Reactions involved are
$C_2{H}_6+B{r}_2\to C_2{H}_{5}Br+HBr$
$2C_2{H}_{5}Br+2Na\to C_4{H}_{10}+2NaBr$
Actual yield of $C_4{H}_{10}=55g$ which is $85\%$ of theoretical yield.
$\Rightarrow$ Theoretical yield of $C_4{H}_{10}=\frac{55\times 100}{85}=64.70g$
Also, $2$ moles $(218g)C_2{H}_{5}Br$ gives $58g$ of butane.
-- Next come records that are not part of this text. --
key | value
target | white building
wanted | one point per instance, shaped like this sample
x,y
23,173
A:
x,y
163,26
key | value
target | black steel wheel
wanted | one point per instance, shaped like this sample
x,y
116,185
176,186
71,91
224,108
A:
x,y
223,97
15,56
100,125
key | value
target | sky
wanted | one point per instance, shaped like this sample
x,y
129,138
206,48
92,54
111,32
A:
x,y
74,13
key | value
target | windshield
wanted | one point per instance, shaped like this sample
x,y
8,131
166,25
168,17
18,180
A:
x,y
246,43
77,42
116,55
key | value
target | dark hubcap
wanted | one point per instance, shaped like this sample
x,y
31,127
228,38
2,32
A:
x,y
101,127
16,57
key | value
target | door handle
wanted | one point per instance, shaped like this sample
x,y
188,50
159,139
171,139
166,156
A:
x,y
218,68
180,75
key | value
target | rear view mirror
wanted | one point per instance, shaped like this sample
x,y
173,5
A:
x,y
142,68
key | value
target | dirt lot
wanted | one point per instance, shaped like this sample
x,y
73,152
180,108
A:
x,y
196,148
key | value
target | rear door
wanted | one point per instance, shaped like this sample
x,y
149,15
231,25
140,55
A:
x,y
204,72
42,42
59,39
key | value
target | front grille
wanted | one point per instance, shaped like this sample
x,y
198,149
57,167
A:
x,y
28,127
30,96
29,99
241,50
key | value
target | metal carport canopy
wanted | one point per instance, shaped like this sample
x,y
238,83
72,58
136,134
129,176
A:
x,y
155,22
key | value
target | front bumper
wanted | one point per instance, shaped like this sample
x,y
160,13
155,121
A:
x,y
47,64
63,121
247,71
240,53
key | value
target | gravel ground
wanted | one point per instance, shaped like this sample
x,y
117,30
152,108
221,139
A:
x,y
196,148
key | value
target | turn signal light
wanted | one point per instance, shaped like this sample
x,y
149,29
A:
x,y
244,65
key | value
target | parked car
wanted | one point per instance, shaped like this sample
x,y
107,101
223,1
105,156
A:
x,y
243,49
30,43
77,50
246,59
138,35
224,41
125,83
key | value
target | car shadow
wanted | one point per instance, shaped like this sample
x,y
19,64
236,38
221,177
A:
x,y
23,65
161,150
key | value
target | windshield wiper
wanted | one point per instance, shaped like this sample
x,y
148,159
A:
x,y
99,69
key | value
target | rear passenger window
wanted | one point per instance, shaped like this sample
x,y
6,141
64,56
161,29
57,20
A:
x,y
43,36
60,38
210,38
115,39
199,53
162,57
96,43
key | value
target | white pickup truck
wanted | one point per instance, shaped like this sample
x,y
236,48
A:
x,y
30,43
$\Rightarrow 64.70g$ of butane would be obtained from
$\frac{2}{58}\times 64.70=2.23$ mole $C_2{H}_{5}Br$
Also yield of bromination reaction is only $90\%$, in order to have $2.23$ moles of $C_2{H}_{5}Br$ , theoretically
$\frac{2.23\times 100}{90}=2.48$ moles of $C_2{H}_{5}Br$ required.
Therefore, moles of $C_2{H}_6$ required $=2.48$
$\Rightarrow$ Volume of $C_2{H}_6(NTP)$ required $=2.48\times 22.4=55.55L$.